The announcement comes amid concern from some educators about whether districts are ready to reopen.
In an open letter, Harwood Superintendent Brigid Nease said the state was failing to provide enough guidance.
"Under the guise of local control and the need to respond flexibly to the differences in each district, leaders were told by state officials to basically go figure it out," she said.
The state is also keeping a keen eye on rising cases across the country.
Scott decided to require facial coverings in Vermont Friday after becoming concerned about the growing coronavirus outbreaks across the country.
The mandate, which will be implemented Aug. 1, requires masks to be worn in public spaces — both indoors and outdoors — where physical distancing is not possible, Scott said during a news conference.
The mandate applies to everyone over the age of 2, Scott said.
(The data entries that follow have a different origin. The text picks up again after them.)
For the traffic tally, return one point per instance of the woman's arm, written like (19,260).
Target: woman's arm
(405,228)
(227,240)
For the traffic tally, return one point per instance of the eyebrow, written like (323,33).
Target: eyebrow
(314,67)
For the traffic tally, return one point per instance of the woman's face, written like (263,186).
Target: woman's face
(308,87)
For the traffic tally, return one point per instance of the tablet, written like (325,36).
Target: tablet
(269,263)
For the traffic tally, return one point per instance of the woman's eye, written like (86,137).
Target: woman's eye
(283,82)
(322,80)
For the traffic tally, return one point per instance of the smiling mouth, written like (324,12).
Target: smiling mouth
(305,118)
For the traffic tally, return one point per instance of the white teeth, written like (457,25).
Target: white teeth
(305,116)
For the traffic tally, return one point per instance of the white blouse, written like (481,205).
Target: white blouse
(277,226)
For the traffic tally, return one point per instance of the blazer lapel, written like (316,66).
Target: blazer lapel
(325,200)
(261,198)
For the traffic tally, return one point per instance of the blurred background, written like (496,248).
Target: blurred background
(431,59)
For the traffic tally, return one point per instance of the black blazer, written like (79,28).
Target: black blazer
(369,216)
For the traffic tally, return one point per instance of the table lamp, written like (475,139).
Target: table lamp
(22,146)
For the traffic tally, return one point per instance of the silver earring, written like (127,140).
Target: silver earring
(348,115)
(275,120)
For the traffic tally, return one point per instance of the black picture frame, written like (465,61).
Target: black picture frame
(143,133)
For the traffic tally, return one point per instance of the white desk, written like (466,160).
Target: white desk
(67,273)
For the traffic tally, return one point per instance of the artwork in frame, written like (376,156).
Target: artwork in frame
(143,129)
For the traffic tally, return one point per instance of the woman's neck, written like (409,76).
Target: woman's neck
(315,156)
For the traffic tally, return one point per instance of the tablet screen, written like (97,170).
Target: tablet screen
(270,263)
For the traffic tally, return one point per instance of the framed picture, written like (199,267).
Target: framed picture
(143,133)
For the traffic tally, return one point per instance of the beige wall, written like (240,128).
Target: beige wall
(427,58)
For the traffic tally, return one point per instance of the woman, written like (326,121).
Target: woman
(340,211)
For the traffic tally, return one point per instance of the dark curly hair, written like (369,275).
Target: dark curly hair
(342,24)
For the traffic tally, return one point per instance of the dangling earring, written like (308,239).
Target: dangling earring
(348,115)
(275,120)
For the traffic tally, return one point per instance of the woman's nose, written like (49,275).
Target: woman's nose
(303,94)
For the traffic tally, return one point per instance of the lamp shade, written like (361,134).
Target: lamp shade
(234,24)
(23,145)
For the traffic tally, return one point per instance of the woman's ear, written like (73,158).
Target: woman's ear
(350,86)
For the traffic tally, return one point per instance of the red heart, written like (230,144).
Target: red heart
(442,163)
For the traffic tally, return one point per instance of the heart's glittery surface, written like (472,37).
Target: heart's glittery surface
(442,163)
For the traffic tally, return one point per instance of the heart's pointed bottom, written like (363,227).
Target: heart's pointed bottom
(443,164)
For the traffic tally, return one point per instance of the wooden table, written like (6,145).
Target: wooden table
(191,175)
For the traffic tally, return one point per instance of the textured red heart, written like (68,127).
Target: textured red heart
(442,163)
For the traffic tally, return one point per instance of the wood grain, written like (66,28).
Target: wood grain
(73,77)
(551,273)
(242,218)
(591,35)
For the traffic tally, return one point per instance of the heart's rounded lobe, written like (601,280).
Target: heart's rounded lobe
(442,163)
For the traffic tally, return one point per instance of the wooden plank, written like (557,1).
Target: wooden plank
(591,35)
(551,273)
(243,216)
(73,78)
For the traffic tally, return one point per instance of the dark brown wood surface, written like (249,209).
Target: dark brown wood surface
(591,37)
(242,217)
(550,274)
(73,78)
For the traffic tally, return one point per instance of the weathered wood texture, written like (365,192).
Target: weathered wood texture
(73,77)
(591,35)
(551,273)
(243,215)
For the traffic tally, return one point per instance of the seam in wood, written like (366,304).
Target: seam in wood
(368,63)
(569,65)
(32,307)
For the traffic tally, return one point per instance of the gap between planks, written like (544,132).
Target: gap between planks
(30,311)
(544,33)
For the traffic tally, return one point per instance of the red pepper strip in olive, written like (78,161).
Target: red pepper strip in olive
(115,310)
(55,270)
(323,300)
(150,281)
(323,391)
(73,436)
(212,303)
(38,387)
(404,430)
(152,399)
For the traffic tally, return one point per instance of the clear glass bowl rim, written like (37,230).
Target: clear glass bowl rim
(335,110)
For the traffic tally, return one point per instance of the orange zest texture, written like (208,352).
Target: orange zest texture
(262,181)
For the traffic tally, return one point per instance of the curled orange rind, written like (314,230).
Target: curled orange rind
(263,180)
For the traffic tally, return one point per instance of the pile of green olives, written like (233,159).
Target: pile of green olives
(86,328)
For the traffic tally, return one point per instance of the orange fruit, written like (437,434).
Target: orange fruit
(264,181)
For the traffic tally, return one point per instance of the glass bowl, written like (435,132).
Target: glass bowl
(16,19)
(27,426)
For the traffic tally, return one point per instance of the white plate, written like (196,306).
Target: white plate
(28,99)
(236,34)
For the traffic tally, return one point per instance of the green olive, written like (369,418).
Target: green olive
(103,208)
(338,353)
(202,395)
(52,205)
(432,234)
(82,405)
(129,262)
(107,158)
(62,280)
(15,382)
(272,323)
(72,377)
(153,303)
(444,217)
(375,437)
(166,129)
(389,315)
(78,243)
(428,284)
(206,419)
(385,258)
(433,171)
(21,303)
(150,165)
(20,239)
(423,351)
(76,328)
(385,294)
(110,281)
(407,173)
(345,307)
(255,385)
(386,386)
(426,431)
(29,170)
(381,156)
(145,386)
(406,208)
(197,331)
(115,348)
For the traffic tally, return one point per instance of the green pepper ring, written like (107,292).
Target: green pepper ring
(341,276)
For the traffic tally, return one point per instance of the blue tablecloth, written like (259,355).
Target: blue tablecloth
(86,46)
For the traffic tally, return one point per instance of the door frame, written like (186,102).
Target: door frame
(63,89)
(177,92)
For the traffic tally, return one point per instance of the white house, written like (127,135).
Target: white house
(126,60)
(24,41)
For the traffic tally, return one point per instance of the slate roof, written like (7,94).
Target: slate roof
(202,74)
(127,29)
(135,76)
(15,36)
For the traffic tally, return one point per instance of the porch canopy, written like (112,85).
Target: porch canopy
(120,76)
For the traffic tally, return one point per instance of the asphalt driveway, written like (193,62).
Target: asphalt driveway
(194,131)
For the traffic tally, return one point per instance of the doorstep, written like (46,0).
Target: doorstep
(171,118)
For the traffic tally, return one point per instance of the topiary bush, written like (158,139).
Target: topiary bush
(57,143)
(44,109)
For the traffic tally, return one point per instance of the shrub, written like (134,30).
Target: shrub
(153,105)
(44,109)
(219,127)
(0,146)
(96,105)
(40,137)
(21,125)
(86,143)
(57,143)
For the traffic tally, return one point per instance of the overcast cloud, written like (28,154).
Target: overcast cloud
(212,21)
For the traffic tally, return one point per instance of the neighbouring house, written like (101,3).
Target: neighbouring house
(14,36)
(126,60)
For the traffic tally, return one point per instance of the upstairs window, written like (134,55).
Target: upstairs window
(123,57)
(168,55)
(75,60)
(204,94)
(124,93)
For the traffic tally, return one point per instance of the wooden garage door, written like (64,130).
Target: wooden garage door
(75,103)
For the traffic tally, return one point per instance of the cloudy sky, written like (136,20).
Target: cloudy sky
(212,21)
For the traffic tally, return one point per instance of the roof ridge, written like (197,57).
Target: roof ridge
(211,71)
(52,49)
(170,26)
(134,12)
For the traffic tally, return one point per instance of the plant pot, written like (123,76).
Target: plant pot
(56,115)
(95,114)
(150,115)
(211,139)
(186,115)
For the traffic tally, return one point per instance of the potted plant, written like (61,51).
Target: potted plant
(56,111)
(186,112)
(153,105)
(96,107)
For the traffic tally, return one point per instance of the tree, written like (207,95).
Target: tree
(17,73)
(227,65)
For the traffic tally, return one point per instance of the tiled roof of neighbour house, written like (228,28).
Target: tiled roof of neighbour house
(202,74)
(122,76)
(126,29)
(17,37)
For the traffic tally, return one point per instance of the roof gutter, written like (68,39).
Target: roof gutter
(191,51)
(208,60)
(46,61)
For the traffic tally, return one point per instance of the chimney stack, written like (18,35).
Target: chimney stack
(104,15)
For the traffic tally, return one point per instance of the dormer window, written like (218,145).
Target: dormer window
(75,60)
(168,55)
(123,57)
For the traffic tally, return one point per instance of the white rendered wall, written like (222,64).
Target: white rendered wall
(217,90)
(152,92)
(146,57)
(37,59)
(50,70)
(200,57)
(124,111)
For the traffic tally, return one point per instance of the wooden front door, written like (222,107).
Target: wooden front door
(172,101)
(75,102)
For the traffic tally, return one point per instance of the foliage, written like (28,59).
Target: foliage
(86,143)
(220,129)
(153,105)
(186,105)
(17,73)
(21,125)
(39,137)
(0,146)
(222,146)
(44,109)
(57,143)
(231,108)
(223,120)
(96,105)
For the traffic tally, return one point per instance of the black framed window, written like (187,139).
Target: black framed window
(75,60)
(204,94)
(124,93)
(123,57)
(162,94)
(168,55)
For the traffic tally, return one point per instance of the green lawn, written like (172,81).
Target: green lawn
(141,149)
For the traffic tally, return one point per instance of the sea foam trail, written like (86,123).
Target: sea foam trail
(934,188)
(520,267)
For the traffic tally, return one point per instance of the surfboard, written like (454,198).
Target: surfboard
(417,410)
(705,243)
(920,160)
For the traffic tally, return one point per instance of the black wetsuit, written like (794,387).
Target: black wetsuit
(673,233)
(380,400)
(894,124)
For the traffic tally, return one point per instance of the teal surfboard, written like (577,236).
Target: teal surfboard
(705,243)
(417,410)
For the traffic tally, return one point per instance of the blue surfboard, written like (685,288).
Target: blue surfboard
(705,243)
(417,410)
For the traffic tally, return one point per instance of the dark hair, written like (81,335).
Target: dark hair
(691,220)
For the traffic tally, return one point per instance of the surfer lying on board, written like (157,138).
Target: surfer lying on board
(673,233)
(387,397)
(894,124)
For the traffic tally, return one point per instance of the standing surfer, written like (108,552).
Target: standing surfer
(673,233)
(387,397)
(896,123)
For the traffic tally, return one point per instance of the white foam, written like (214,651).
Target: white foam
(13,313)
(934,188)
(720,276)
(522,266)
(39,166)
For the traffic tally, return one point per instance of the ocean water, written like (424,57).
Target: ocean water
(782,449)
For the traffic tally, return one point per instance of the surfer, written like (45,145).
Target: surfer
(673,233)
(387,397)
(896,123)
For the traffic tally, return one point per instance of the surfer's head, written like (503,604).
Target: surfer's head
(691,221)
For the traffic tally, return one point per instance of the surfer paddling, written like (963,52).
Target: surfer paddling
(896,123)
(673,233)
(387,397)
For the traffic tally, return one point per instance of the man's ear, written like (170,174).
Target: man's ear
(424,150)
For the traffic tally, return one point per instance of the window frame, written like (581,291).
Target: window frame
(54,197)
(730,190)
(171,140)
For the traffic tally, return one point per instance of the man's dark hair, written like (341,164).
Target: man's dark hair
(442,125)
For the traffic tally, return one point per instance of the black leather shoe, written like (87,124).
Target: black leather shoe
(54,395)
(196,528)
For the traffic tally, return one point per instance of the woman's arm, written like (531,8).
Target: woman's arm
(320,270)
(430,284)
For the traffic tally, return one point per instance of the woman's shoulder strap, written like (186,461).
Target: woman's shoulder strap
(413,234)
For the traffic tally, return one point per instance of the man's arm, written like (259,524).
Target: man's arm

Masks will not be required, however, when individuals are eating, drinking or doing strenuous activity.
With the new mandate, businesses will have the right to refuse service to those who aren't wearing a mask, the governor said.
"Unfortunately, this issue has become polarized and I'm still worried that a mandate will create unnecessary conflict and resistance," Scott said. "Attacking, shaming, and judging isn't going to help; but understanding, educating, leading by example, meeting people where they are, and maybe a little kindness and understanding will."
The governor said although Vermont's positivity rate is frequently the lowest in the country and the state currently has fewer cases than any other state, modeling shows that the spread may be heading back to the Northeast.
"We need to protect our hard-won gains," Scott said. "This is a much better approach than having to roll things back, like they’ve done in states like California."
The governor said the state will continue with its education campaign in an effort to help reduce the spread of the virus and ultimately keep Vermonters healthy. He added that he knows not everyone can wear masks for health reasons and those individuals will have to be given the "benefit of the doubt."
For people who don't have health issues but have resisted wearing a mask, Scott said he was urging them to look at the data.
"The science is real and wearing a mask will help your family, friends and neighbors stay healthy," he said.
The announcement on the mask mandate comes as Vermont, like other states, tries to prepare to send students back to school this fall.
Vermont has not reported a COVID-19 fatality since June 16. The death toll remains at 56. As of Monday, there were two new positive cases for a total of 1,402 statewide, according to the Vermont Department of Health.